Andrei Alexandrescu: D Language Must Fundamentally Change to Survive - fmihaila
https://forum.dlang.org/post/q7lguv$12sd$1@digitalmars.com
======
arunc
D community needs more "quality" engineers and language purists, no doubt. It
is not just the lack of money or the lack of man power. It is the lack of high
quality man power.

Andrei has pretty much summarized the current situation. It's an unfortunate
to be in that situation. I offer him a hug if I could. I still remember the
announcement he made 3 years ago when leaving Facebook to work full time on
the D language without any remuneration [1].

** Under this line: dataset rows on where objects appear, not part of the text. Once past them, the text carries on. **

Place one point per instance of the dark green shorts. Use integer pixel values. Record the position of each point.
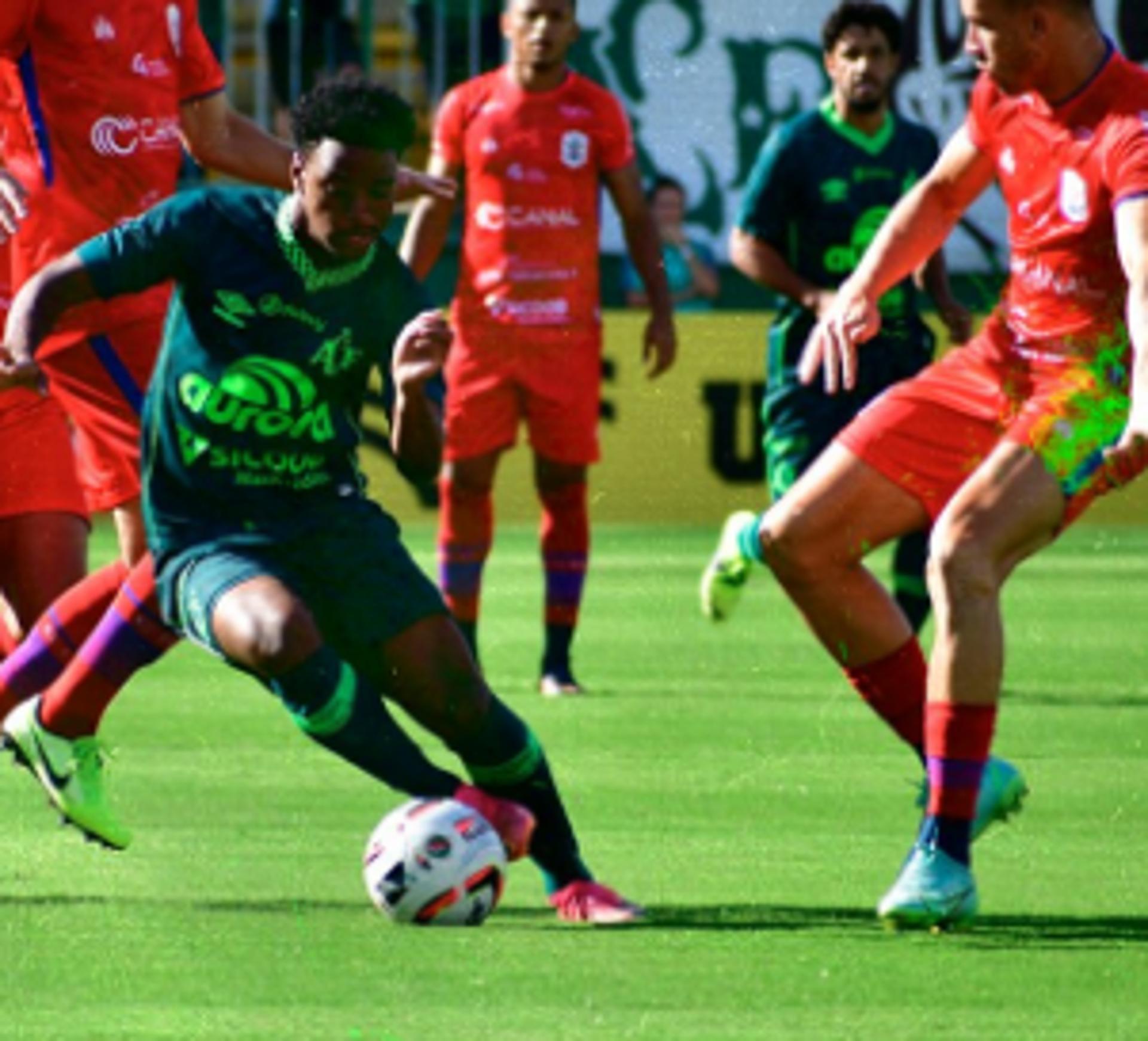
(348, 567)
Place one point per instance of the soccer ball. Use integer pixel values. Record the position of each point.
(435, 862)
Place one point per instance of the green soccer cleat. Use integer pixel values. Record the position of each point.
(933, 891)
(728, 570)
(71, 771)
(1003, 793)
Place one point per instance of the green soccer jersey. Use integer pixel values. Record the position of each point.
(819, 192)
(252, 416)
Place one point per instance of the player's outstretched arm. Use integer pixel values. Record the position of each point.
(416, 425)
(426, 230)
(913, 232)
(660, 347)
(13, 203)
(1130, 455)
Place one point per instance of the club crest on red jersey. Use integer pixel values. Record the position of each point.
(575, 149)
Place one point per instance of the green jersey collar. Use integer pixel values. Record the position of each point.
(314, 278)
(871, 145)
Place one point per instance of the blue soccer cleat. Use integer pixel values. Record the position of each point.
(933, 891)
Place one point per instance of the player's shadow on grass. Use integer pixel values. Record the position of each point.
(990, 931)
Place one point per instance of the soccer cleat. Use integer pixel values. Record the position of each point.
(71, 771)
(728, 570)
(560, 683)
(1003, 792)
(933, 891)
(514, 823)
(594, 903)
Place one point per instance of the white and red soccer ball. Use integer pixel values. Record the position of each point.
(435, 862)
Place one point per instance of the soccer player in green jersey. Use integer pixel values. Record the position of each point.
(818, 193)
(267, 549)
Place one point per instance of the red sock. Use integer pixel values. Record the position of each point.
(130, 636)
(958, 738)
(465, 533)
(894, 688)
(57, 636)
(565, 551)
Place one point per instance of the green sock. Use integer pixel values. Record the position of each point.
(505, 759)
(749, 542)
(335, 707)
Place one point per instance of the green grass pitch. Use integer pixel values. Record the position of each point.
(726, 776)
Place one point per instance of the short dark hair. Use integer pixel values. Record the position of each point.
(662, 182)
(355, 111)
(867, 14)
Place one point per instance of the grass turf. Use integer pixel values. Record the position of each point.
(723, 775)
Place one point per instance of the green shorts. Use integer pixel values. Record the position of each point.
(348, 567)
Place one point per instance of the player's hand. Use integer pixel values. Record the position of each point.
(411, 184)
(1129, 457)
(832, 344)
(13, 204)
(17, 372)
(420, 350)
(958, 319)
(660, 348)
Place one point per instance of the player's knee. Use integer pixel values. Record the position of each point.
(268, 636)
(960, 566)
(788, 548)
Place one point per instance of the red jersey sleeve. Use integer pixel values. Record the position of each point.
(449, 126)
(978, 123)
(199, 71)
(15, 25)
(616, 139)
(1126, 160)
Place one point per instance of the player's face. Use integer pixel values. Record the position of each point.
(999, 41)
(540, 32)
(668, 207)
(862, 67)
(347, 196)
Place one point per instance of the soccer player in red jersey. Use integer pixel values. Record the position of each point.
(535, 142)
(1004, 442)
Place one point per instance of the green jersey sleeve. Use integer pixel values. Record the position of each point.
(157, 247)
(770, 191)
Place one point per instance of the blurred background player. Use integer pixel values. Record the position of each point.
(268, 549)
(818, 193)
(689, 264)
(535, 139)
(1004, 442)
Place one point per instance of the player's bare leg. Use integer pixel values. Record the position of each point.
(42, 555)
(465, 535)
(565, 539)
(1007, 510)
(814, 541)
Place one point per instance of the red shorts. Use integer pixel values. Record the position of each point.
(37, 465)
(929, 433)
(100, 380)
(550, 380)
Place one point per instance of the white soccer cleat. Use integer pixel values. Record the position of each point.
(728, 570)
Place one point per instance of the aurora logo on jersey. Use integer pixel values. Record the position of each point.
(262, 396)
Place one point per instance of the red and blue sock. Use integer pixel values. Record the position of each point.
(57, 636)
(465, 535)
(130, 636)
(958, 738)
(565, 540)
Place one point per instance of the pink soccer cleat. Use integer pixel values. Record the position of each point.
(514, 823)
(593, 902)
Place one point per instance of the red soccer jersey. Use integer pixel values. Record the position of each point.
(101, 82)
(533, 164)
(1062, 170)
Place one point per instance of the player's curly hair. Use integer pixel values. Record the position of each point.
(866, 14)
(355, 111)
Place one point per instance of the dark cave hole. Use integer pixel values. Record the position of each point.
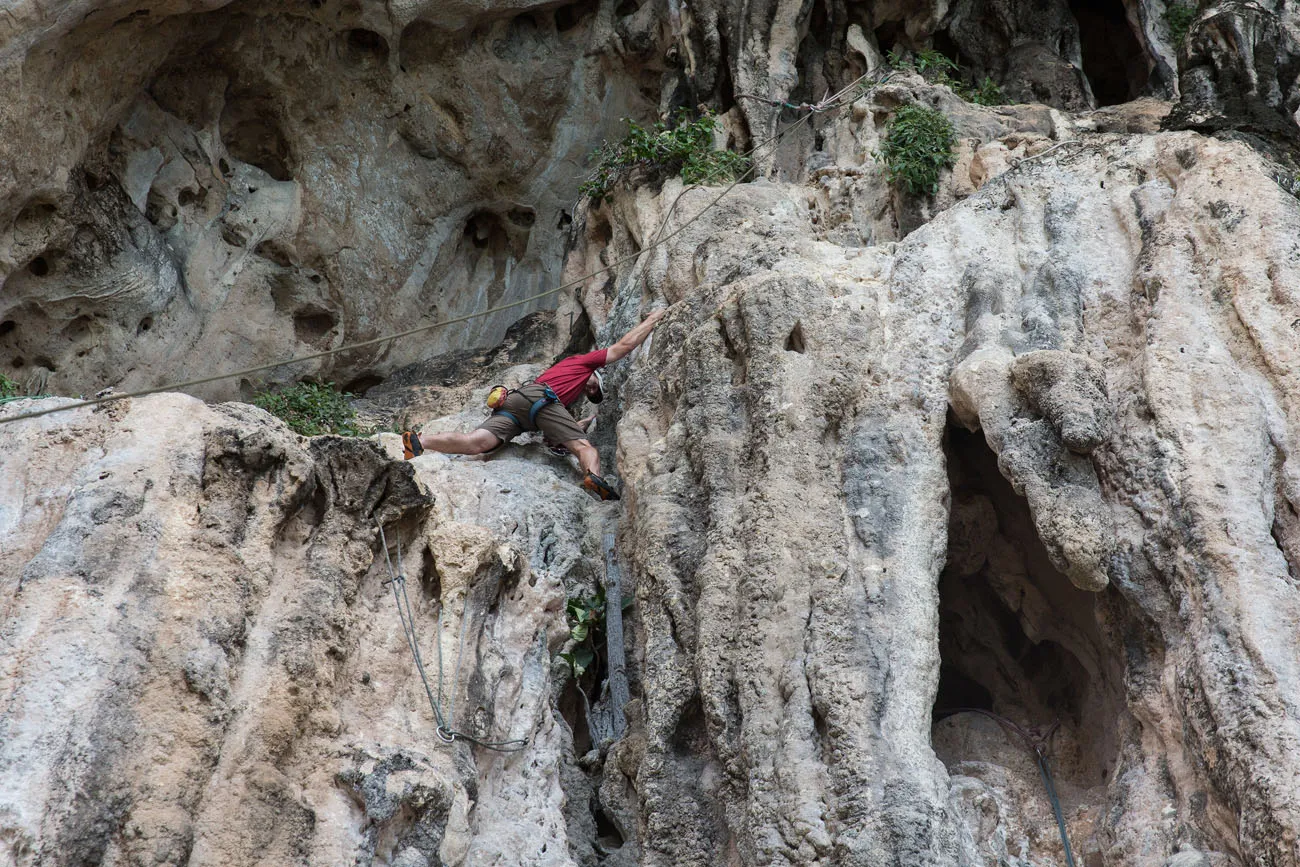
(274, 252)
(606, 831)
(251, 134)
(889, 35)
(430, 585)
(572, 707)
(957, 690)
(312, 324)
(521, 217)
(1113, 59)
(367, 46)
(794, 342)
(35, 212)
(363, 384)
(1015, 637)
(572, 14)
(485, 229)
(945, 46)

That said, looking at the conversation in the context, it looks like lots of
decisions were made without deeply understanding the impact it will have in
the long run.

[1]
[https://www.reddit.com/r/programming/comments/3ioy9b/andrei_...](https://www.reddit.com/r/programming/comments/3ioy9b/andrei_alexandrescu_c_guru_leaves_facebook_to/)

------
bachmeier
> It is the lack of high quality man power.

Without defining "high quality", that's not a meaningful statement.

I try to refrain from being critical, but some people are good at software
engineering, some are good at open source project management, and a few are
good at both. The important thing is to recognize your limitations and let
others fill in where you're weak. That's all I'll say about that.